Can we print out this post as “How to vote cards”?

farq 1:33 am 12 Feb 16

So planning on voting #1 sex party this year.

Then everyone else.

Libs second last, Labor last.

farq 1:29 am 12 Feb 16

100% behind on this one Steven.

Booking people for smoking dope days ago just because they are behind the wheel of a car is wrong on so many levels. It has nothing to do with driving, they might as well let police just swab everyone in the mall.

It’s just a war on dope smokers.

wildturkeycanoe 9:37 pm 11 Feb 16

What if the police saw you driving along at say 4:30PM, had some suspicions about your driving due to perhaps swerving for a dog off a leash [but the cops didn’t see the dog] and you were not drinking. Due to an unexpected call, the officers get side tracked but take your number plate details. An hour later, after you get home and sink a few scotch and cokes, they knock on the door and breath test you. Obviously you blow over the limit but you were never drink driving. How can you prove you were sober whilst on the road?
This is why I believe this law is absolute nonsense and should be repealed.

chiflean 6:10 pm 11 Feb 16

Could you not be charged with refusing to stop if you were flagged down by the police and instead chose to flee to your home? Isn’t that a reasonable enough offence in itself?
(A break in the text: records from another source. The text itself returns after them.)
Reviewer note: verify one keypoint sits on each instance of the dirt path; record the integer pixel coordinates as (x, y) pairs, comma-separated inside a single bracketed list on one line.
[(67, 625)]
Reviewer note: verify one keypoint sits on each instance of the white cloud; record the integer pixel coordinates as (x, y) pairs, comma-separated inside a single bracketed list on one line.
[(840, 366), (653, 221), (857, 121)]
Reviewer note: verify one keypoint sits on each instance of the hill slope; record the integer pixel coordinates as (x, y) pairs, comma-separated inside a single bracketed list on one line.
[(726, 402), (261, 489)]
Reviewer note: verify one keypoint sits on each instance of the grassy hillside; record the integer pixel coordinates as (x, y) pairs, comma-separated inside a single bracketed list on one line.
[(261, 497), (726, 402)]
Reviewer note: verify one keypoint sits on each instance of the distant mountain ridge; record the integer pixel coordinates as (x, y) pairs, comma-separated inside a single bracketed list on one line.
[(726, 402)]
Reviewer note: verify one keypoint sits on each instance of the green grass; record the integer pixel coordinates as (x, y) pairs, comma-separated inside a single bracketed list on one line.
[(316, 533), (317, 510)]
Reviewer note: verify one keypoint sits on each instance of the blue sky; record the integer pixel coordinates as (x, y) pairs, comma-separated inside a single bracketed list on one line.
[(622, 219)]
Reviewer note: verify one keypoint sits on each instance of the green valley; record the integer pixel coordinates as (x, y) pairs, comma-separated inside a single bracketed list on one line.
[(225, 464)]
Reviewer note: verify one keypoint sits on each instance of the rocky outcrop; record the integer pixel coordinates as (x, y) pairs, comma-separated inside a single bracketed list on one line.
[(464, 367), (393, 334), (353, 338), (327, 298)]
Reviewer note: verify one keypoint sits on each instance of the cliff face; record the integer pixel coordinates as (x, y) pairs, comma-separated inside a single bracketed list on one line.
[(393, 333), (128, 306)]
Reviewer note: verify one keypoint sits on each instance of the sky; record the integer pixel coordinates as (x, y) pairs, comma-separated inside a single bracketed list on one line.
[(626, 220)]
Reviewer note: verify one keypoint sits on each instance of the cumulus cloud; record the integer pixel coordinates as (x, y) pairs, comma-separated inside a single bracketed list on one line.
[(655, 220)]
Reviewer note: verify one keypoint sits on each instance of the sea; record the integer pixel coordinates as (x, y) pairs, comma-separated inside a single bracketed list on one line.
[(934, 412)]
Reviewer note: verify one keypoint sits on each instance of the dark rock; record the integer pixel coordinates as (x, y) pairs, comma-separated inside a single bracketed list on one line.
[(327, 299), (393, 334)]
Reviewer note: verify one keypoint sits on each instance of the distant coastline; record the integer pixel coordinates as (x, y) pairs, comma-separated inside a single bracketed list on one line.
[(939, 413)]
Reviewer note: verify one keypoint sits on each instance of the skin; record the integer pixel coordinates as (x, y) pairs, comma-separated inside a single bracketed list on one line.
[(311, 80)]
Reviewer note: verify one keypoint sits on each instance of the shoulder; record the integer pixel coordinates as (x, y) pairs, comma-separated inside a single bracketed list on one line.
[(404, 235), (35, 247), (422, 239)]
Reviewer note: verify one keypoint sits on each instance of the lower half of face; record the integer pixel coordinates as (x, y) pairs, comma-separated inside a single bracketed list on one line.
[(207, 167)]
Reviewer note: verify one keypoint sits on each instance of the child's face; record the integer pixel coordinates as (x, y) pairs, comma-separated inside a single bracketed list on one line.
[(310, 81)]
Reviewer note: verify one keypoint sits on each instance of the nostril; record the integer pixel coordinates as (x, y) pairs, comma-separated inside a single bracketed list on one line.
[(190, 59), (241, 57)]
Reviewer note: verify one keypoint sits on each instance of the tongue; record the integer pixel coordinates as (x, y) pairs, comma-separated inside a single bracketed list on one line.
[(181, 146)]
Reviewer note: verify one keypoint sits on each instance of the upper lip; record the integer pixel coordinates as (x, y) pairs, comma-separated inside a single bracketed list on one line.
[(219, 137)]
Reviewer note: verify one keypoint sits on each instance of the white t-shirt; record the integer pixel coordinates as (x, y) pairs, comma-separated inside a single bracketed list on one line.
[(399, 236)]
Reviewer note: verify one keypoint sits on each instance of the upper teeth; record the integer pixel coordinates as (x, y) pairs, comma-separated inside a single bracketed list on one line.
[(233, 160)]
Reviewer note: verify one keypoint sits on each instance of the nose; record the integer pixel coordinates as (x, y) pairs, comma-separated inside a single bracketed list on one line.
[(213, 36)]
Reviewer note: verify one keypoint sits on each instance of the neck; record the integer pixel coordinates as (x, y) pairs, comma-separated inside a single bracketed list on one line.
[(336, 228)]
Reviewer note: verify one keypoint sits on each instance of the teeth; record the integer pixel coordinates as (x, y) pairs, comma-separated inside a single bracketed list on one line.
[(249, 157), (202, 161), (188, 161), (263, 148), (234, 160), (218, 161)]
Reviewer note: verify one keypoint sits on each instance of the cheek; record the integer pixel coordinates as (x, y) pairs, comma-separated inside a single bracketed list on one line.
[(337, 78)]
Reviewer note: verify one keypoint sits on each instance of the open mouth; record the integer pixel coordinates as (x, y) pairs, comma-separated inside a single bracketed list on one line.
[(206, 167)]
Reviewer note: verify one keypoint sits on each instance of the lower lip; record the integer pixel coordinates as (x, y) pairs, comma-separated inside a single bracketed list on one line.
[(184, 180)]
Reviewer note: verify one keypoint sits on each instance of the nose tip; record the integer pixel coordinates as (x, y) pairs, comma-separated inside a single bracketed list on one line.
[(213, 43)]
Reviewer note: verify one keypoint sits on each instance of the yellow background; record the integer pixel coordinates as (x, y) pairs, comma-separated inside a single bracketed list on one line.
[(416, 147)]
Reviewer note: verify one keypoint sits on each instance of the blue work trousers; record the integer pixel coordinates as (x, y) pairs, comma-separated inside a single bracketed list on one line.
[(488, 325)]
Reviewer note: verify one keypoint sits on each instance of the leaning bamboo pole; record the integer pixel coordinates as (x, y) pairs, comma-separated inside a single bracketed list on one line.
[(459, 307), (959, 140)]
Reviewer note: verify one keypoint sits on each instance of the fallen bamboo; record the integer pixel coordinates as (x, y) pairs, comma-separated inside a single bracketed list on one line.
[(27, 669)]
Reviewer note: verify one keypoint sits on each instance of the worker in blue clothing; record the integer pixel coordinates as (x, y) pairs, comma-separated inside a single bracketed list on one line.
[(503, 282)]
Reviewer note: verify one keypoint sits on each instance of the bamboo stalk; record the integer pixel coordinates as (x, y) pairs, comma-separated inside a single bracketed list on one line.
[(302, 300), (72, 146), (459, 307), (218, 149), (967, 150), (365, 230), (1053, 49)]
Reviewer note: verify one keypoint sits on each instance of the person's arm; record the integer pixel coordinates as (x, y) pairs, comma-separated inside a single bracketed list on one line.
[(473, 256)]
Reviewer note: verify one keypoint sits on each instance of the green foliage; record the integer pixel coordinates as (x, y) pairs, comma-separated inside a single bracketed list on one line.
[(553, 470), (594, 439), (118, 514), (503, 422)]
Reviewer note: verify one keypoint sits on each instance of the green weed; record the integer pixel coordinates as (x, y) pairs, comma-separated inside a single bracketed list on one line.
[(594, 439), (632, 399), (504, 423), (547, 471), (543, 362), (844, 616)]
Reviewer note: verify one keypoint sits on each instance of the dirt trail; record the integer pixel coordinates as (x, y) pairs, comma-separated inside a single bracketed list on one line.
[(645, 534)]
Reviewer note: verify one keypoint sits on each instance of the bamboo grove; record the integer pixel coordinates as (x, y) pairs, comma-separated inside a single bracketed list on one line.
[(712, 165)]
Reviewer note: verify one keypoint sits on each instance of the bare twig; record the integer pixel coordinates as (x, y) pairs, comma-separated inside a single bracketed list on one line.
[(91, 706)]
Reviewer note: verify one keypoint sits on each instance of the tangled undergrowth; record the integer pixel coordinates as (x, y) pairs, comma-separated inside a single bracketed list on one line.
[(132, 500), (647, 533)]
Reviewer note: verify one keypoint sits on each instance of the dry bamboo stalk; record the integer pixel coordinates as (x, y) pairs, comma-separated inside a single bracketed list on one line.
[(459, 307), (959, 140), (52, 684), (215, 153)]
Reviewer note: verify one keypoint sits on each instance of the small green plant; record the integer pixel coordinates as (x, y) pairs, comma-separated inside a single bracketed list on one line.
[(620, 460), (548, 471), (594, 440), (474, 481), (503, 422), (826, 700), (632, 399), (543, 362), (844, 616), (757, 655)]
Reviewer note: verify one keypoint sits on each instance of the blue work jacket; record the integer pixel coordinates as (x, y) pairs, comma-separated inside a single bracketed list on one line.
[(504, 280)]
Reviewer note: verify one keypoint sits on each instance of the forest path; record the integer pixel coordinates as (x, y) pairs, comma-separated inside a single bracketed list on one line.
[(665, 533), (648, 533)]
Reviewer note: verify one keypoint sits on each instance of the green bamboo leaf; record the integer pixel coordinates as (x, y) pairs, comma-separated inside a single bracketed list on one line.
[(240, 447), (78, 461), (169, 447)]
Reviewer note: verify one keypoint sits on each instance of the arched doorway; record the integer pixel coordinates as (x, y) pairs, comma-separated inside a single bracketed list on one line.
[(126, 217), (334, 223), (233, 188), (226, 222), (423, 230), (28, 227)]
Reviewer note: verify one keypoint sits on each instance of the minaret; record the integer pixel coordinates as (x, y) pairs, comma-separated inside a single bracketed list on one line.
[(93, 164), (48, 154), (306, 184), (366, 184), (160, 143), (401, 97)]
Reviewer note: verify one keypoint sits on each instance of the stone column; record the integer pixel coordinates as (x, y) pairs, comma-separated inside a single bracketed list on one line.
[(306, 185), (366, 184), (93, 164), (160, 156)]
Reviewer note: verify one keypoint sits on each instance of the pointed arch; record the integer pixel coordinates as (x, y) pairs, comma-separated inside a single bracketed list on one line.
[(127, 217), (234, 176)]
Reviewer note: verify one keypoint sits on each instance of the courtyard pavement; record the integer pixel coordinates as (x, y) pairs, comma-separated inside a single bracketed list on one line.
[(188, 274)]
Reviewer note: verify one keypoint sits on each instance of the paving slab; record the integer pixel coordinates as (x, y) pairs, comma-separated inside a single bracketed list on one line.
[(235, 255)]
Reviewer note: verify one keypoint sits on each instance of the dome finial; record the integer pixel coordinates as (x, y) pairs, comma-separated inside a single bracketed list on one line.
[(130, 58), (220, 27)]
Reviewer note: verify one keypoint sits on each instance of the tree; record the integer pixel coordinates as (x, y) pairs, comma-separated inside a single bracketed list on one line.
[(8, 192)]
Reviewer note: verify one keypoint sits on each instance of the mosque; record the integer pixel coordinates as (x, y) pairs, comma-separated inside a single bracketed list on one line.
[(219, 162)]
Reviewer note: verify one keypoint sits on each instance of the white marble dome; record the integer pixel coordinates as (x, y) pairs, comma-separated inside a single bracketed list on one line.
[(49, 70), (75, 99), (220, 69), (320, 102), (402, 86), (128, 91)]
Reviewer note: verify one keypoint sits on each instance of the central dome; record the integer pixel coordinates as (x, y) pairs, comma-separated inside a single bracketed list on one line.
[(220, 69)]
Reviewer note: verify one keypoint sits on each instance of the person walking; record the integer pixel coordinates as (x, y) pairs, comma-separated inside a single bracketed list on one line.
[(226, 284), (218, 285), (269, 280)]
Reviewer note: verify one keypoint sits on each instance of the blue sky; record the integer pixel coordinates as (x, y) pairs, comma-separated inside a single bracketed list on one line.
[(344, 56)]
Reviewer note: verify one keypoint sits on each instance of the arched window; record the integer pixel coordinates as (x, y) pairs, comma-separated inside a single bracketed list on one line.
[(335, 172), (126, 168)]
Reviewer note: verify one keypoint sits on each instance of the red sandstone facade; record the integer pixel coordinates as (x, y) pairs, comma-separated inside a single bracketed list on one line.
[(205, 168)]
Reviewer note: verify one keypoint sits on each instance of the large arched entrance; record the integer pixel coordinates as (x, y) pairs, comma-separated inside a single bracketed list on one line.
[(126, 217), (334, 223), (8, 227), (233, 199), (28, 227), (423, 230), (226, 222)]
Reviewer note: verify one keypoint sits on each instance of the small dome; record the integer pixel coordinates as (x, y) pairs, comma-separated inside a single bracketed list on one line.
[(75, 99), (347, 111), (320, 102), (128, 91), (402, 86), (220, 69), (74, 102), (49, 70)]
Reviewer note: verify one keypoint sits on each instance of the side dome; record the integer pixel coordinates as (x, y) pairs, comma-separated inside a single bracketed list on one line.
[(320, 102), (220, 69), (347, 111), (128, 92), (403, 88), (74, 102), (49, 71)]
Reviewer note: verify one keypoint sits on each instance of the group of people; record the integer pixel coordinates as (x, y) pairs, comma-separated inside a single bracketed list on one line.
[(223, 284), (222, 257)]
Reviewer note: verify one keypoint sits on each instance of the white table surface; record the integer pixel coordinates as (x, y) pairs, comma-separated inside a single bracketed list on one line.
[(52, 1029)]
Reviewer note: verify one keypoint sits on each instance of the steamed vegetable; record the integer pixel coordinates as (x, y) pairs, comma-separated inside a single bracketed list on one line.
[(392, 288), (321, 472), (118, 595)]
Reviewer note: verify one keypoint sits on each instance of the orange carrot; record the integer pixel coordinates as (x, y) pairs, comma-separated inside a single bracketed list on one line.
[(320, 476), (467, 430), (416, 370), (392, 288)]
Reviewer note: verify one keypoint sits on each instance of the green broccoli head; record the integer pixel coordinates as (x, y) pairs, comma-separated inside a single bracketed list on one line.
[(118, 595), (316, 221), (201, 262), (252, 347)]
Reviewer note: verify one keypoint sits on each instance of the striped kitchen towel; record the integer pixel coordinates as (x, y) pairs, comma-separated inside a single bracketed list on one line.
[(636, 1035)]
Testfest 2:02 pm 11 Feb 16

Ghettosmurf87 said :

I understand what you are saying Steven, but do you not also agree that the loophole whereby an impaired driver (be it alcohol or drugs) can make into their own home and therefore avoid being caught is a problem? Surely such a loophole encourages offenders that are close to home to refuse to pull over and instead seek out the safety of their home where they cannot then be charged for their crimes. This encouragement would no doubt increase the chances of an incident as an impaired driver seeks to flee the police.

Clearly your issue here is with drug-testing which does not have a threshold for impairment. This is a fair issue, but not one on which you should seek to prevent the closing of a loophole.

What I want to know is – how often does this actually happen? Are there any stats to show the number of times per year that a driver has refused to stop and fled into a house to avoid being drug tested?

Is there really no other existing law that can be used to cover this specific scenario?

Ghettosmurf87 12:49 pm 11 Feb 16

I understand what you are saying Steven, but do you not also agree that the loophole whereby an impaired driver (be it alcohol or drugs) can make into their own home and therefore avoid being caught is a problem? Surely such a loophole encourages offenders that are close to home to refuse to pull over and instead seek out the safety of their home where they cannot then be charged for their crimes. This encouragement would no doubt increase the chances of an incident as an impaired driver seeks to flee the police.